X
Business

In Office SP2, Microsoft manages to reduce interoperability

Microsoft Office SP2 claims to have a fully compliant version of ODF, and that's probably true, as defined by the specification. It's just completely useless at interoperating with other vendors' products. This is not interoperability; it's an attack on the very concept.
Written by Jeremy Allison, Contributor

Microsoft recently released service pack two (SP2) for their flagship office product, Office 2007. As I'm not a user of Microsoft products, normally I wouldn't have noticed, but Office 2007 SP2 had an important new feature for users of Open Source office productivity software that made me pay attention.
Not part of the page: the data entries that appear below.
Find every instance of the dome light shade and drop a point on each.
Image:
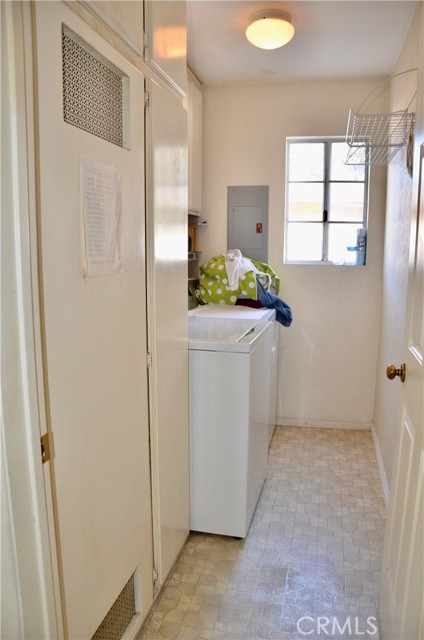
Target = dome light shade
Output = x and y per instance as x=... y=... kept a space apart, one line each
x=270 y=29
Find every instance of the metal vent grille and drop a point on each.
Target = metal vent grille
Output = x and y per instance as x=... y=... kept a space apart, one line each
x=95 y=92
x=119 y=615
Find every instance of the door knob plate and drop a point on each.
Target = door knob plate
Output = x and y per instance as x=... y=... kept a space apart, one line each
x=392 y=371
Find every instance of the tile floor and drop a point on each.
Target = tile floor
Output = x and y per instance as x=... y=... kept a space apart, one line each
x=309 y=567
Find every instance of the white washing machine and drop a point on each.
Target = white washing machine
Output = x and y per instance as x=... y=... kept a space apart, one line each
x=231 y=312
x=232 y=407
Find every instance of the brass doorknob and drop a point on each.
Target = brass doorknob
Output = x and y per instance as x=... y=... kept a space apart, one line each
x=393 y=371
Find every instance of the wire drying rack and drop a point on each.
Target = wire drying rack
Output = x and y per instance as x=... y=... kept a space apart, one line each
x=377 y=138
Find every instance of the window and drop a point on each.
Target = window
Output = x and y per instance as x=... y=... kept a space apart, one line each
x=326 y=202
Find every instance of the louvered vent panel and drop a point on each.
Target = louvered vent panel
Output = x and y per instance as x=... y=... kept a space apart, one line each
x=94 y=91
x=119 y=616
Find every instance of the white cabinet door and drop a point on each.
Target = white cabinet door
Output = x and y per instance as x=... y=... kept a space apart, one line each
x=167 y=220
x=94 y=327
x=166 y=41
x=124 y=17
x=401 y=601
x=195 y=111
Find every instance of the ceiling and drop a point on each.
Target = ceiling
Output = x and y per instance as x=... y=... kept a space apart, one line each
x=334 y=38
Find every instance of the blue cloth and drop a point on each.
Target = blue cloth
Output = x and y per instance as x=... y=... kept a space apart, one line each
x=271 y=301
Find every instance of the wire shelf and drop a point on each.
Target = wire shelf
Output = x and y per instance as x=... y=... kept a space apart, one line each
x=377 y=138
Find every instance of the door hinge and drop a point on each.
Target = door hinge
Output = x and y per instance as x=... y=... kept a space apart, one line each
x=45 y=448
x=155 y=576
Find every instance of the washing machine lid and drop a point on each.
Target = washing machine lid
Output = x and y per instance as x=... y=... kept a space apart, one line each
x=234 y=312
x=223 y=334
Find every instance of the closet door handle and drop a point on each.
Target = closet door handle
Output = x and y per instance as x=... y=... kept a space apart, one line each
x=393 y=371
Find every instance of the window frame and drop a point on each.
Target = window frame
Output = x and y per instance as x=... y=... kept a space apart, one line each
x=326 y=182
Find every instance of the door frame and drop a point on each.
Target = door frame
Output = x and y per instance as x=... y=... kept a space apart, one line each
x=28 y=484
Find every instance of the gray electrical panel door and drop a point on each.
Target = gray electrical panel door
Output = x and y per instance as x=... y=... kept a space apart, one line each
x=247 y=221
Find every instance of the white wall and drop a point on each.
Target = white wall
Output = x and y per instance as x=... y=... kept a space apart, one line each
x=328 y=355
x=395 y=271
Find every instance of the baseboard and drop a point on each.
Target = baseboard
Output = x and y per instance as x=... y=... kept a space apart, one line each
x=381 y=472
x=323 y=424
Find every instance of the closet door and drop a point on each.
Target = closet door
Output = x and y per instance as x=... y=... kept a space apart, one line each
x=166 y=122
x=92 y=247
x=166 y=41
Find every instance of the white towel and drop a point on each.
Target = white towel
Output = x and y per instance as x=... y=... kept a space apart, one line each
x=236 y=266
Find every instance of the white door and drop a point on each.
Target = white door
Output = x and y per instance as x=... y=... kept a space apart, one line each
x=94 y=325
x=402 y=594
x=167 y=219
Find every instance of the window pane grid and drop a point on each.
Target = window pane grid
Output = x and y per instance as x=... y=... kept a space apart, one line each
x=340 y=214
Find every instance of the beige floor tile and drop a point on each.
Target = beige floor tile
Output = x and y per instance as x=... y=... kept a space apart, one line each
x=313 y=550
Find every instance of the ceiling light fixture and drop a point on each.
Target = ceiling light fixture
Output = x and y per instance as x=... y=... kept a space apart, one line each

SP2 contains Microsoft's first native implementation of the file format Open Document Format (ODF), originally created for Sun's Open Source OpenOffice product. ODF was standardized by the International Standards Organization (ISO) before Microsoft's rival Office Open XML (OOXML) and is seen as the competitor to Microsoft's offering for the future of XML based office file formats, so Microsoft implementing it in Office is a big deal.

With the implementation of ODF in SP2, we finally have one portable office file format, accepted and implemented by most office productivity software. That's the theory, right ? The devil, as always, is in the details.

IBM's Rob Weir, chair of the ODF Technical Committee and one of the people involved in the design and standardization of ODF examined Microsoft's implementation of spreadsheet interoperability. He specifically looked at the case of spreadsheets using formulas (which in practical terms is most spreadsheets that users would create and use), and he published his findings here.